🤖 AI Summary
Existing multidimensional Laplace-based differential privacy (DP) text sanitization methods for mitigating prompt-level privacy leakage in LLM online services suffer from unpredictable utility, leading to ineffective API calls and wasted computational resources.
Method: We propose the first utility-aware pre-deployment prediction architecture, employing a lightweight neural model to locally estimate the downstream task performance of sanitized prompts—thereby preventing low-utility requests from being submitted to remote LLMs. Additionally, we conduct the first systematic analysis of how key implementation choices in distance-based text DP—particularly distance metrics and perturbation dimensions—significantly impact utility.

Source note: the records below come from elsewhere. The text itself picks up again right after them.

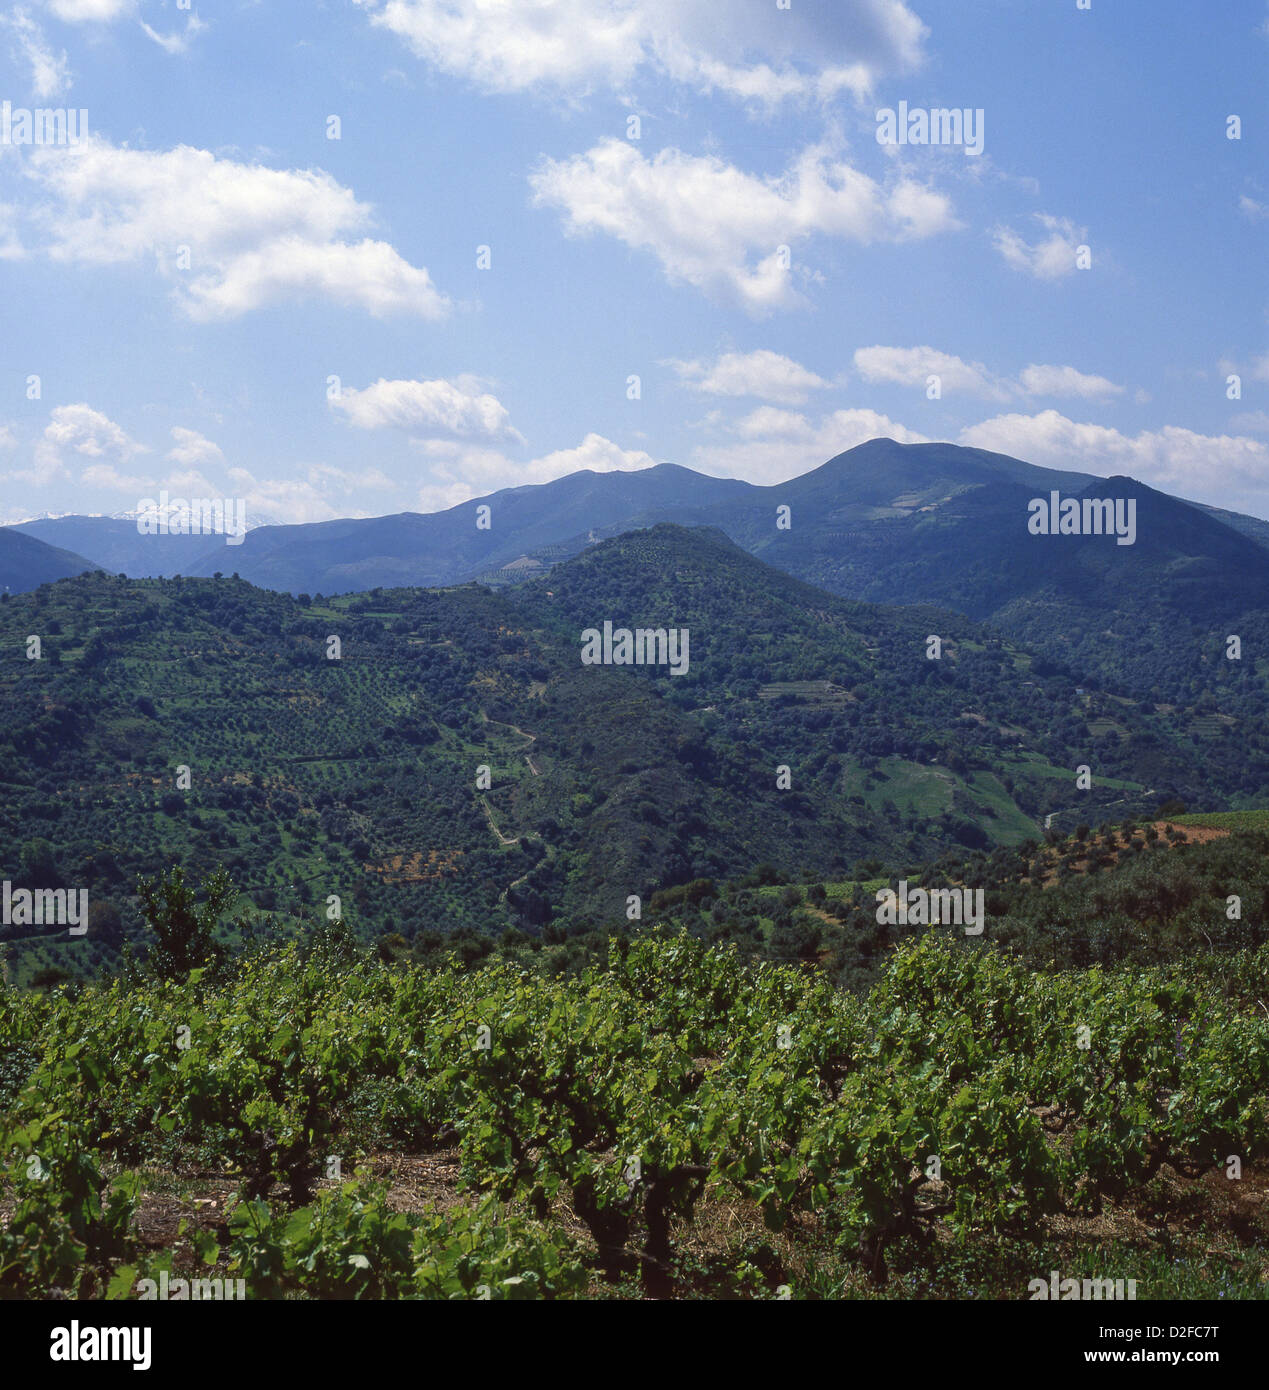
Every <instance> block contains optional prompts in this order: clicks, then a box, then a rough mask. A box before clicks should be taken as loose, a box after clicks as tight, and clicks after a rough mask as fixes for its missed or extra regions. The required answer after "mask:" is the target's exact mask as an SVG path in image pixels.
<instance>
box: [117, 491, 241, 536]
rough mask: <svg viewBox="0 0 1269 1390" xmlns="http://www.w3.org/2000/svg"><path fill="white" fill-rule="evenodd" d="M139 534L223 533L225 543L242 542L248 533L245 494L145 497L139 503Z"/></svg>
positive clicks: (161, 534)
mask: <svg viewBox="0 0 1269 1390" xmlns="http://www.w3.org/2000/svg"><path fill="white" fill-rule="evenodd" d="M136 530H138V532H139V534H140V535H222V537H224V538H225V545H242V542H243V539H245V538H246V534H247V505H246V500H245V499H243V498H189V499H185V498H168V495H167V491H163V492H160V493H158V498H157V499H156V498H142V499H140V502H139V503H138V505H136Z"/></svg>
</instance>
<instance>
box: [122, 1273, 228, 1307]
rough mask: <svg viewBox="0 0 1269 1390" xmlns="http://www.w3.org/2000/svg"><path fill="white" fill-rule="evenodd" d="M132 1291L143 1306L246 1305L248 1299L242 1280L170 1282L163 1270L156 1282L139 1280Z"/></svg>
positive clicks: (174, 1281) (149, 1280) (212, 1280)
mask: <svg viewBox="0 0 1269 1390" xmlns="http://www.w3.org/2000/svg"><path fill="white" fill-rule="evenodd" d="M133 1287H135V1289H136V1297H138V1298H139V1300H140V1301H142V1302H153V1301H154V1300H158V1301H160V1302H183V1301H188V1300H193V1301H196V1302H245V1301H246V1295H247V1283H246V1280H245V1279H170V1277H168V1272H167V1270H165V1269H160V1270H158V1279H157V1280H156V1279H139V1280H138V1282H136V1284H135V1286H133Z"/></svg>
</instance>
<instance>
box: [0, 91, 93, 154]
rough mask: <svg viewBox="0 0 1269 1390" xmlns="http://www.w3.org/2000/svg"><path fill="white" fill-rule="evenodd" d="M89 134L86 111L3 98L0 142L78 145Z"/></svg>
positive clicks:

Results: Experiments on real-world LLM services demonstrate a ~12% reduction in invalid API calls, substantially lowering computational overhead and inference costs. Our work advances standardized, utility-conscious practice of DP for text.
📝 Abstract
Interactions with online Large Language Models raise privacy issues where providers can gather sensitive information about users and their companies from the prompts. While Differential Privacy can be applied on textual prompts through the Multidimensional Laplace Mechanism, we show that it is difficult to anticipate the utility of such sanitized prompt. Poor utility has clear monetary consequences for LLM services charging on a pay-per-use model as well as great amount of computing resources wasted. To this end, we propose an architecture to predict the utility of a given sanitized prompt before it is sent to the LLM. We experimentally show that our architecture helps prevent such resource waste for up to 12% of the prompts. We also reproduce experiments from one of the most cited paper on distance-based DP for text sanitization and show that a potential performance-driven implementation choice completely changes the output while not being explicitly defined in the paper.